Czy teraz, kiedy ukazała się Pani czwarta książka, czuje się Pani bardziej pisarką czy prawnikiem?
Nie uważam się za pisarkę. Jestem adwokatem, a pisanie to moja pasja. Mam wrażenie, że gdybym zaczęła uznawać to za zawód i przestałabym się przy tym dobrze bawić, to po prostu przestałoby działać. Zdecydowanie więc nadal czuję się prawnikiem… z niecodziennym hobby.
Czym kierowała się Pani, kiedy zaczynała Pani pisać pierwszą książkę? Czy praca adwokata była niewystarczająco absorbująca?
„Prokuratora” pisałam jako rozrywkę dla znajomych. Odskocznię od pracy, która była i jest nie tylko bardzo, bardzo absorbująca, ale też stresująca. W książkach natomiast mogę poukładać sobie proces tak, jak chcę, mogę dołożyć wątek erotyczny, mogę się tym bawić. Nie brałam pod uwagę, że to kiedykolwiek stanie się czymś więcej niż zwykłą rozrywką.
Czy pisanie jest wciągającym zajęciem? Rozważa Pani porzucenie praktyki adwokackiej?
Uwielbiam pisać, to dla mnie prawdziwa przyjemność, ale absolutnie nie rozważam porzucenia praktyki adwokackiej. To mój zawód, na który długo i ciężko pracowałam. Oczywiście, doba ma tylko 24 godziny: czasem muszę zrezygnować ze sprawy, kiedy wiem, że za chwilę powinnam oddać książkę, albo przeciwnie: powiedzieć, że nie jestem w stanie napisać książki, bo mam zbyt absorbującą sprawę karną. Mam wrażenie, że póki co udaje mi się to pogodzić, ale wiem, że to może się zmienić.
Jak reaguje środowisko kolegów prawników na Pani działalność pisarską? Z jednej strony pokazuje ich Pani jako szalenie atrakcyjnych ludzi, z drugiej – no cóż – są mocno niekonwencjonalni.

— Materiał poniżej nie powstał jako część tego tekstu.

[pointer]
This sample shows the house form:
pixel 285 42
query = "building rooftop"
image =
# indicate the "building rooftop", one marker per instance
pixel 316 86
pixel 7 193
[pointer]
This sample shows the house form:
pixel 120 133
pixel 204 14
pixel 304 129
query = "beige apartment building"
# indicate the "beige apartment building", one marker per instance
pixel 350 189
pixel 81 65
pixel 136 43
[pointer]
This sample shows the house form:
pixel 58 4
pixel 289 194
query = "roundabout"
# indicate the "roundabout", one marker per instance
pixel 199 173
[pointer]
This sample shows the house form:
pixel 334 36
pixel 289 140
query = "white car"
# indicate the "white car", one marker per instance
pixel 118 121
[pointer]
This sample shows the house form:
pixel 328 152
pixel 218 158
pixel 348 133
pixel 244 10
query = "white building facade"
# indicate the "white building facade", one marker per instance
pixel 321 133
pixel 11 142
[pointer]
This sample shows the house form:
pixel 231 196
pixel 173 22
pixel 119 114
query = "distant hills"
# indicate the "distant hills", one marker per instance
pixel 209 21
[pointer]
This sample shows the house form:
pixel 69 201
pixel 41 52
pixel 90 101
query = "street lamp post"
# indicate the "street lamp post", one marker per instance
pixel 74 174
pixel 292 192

Moi koledzy po fachu w przeważającej większości nie wiedzą, czym zajmuję się po godzinach. Ci, którzy wiedzą, reagują bardzo pozytywnie, potrafią oddzielić te dwie kwestie. Jeśli natomiast chodzi o typ moich bohaterów: oczywiście przedstawiam takich, którzy będą dla ludzi interesujący, a więc tych atrakcyjnych i tych niekonwencjonalnych. Daleka jestem od generalizowania – bardzo wielu prawników prowadzi spokojny i stonowany tryb życia. Mnie jednak najbardziej ciekawią tzw. czarne owce. Lubię opisywać ich historie.

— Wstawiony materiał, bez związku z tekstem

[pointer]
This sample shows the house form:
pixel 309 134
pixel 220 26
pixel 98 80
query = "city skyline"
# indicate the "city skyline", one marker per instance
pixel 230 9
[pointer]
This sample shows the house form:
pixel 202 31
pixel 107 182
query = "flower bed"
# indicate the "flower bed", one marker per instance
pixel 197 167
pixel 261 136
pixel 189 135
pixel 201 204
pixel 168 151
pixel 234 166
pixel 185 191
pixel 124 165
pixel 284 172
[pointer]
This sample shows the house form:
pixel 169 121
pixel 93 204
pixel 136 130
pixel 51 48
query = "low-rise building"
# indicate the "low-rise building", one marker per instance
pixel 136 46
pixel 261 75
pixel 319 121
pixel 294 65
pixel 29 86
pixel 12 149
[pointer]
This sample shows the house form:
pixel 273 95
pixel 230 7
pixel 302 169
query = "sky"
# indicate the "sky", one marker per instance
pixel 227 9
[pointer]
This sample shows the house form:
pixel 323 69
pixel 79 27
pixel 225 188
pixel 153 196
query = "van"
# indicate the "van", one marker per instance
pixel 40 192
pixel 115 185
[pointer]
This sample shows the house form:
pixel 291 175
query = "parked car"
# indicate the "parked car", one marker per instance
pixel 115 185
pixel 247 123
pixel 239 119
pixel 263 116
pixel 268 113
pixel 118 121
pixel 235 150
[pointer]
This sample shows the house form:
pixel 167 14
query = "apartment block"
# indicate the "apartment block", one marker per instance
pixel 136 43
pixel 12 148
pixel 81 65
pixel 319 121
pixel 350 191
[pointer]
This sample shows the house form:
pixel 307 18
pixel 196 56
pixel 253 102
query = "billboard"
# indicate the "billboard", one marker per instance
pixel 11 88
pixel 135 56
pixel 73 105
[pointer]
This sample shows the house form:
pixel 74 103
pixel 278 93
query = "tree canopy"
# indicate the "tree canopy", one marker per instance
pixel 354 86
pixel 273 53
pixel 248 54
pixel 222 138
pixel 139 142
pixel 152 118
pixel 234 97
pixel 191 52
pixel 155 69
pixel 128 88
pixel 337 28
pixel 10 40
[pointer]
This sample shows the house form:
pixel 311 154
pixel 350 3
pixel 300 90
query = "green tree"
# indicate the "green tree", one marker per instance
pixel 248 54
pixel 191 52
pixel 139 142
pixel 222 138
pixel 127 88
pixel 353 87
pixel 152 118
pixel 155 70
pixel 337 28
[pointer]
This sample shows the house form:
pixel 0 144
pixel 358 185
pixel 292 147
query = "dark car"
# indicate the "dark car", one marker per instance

„Karuzela” to szczególny przypadek kryminału, w którym prawnicy celowo łamią prawo i jeszcze uczyniła ich Pani bohaterami, którym mamy kibicować. Nie bała się Pani tak postawionych na głowie założeń powieści?
Życie jest przewrotne, bardzo łatwo przekroczyć w nim pewne granice, zwłaszcza gdy w grę wchodzą ludzkie namiętności, takie jak seks czy pieniądze. Olka i Piotr to przestępcy, nie ma co do tego najmniejszych wątpliwości. Byłam ciekawa, czy mimo to ludzie będą w stanie ich polubić, identyfikować się z nimi, a przede wszystkim ich zrozumieć. Zdawałam sobie sprawę, że to ryzykowne, ale jak zwykł mawiać jeden z moich bohaterów: „No risk, no fun”.

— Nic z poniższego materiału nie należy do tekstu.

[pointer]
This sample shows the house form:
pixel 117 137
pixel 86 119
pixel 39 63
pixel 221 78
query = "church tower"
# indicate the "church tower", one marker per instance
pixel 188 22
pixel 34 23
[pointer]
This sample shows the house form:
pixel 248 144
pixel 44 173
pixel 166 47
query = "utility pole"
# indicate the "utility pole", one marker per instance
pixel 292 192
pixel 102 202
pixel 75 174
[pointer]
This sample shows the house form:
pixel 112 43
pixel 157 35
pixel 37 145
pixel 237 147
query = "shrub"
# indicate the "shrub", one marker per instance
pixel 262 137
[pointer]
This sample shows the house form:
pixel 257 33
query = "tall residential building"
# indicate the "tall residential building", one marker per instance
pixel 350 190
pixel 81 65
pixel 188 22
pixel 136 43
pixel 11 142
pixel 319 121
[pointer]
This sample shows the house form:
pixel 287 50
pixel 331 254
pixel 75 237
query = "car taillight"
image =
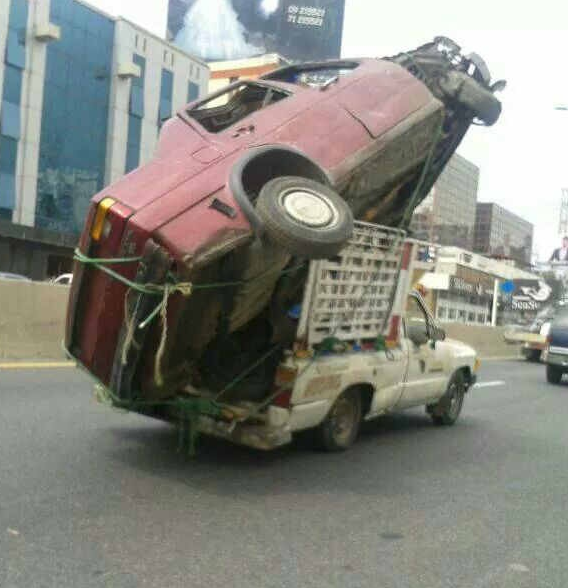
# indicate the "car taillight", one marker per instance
pixel 101 228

„Karuzelą” zaczęła Pani nowy cykl. Czy trudno było Pani oderwać się od stworzonych wcześniej bohaterów i wykreować nowych, działających w tym samym środowisku? A może Pani ich nie stwarza, ale opisuje rzeczywistość, tylko lekko ją ubarwiając?
Bardzo tęsknię za „Zimnym” i spółką. To chyba widać, bo mimo nowej serii nadal czynię o nich wiele wzmianek. Ale postanowiłam zacząć coś nowego, pokazać innych bohaterów z innymi problemami. Nie chciałam się tamtą ekipą znudzić, a tym bardziej znudzić nią moich czytelników. Fabuła „Karuzeli” jest wymyślona, tak jak fabuła wszystkich moich książek. Natomiast większość postaci ma swój, czasem bardzo bliski, pierwowzór w rzeczywistości. Mówię tu zarówno o postaciach pozytywnych, jak i negatywnych. Pisząc książki, nie jestem w stanie kompletnie oderwać się od tego, co się akurat dzieje w moim życiu bądź pracy. Wykorzystuję pewne rysy postaci, powiedzonka, sytuacje. Oczywiście, dopasowuję je do akcji powieści, ubarwiam i koloryzuję, ale większość osób, które posłużyły mi za inspirację, jest w stanie się rozpoznać w książkowych bohaterach.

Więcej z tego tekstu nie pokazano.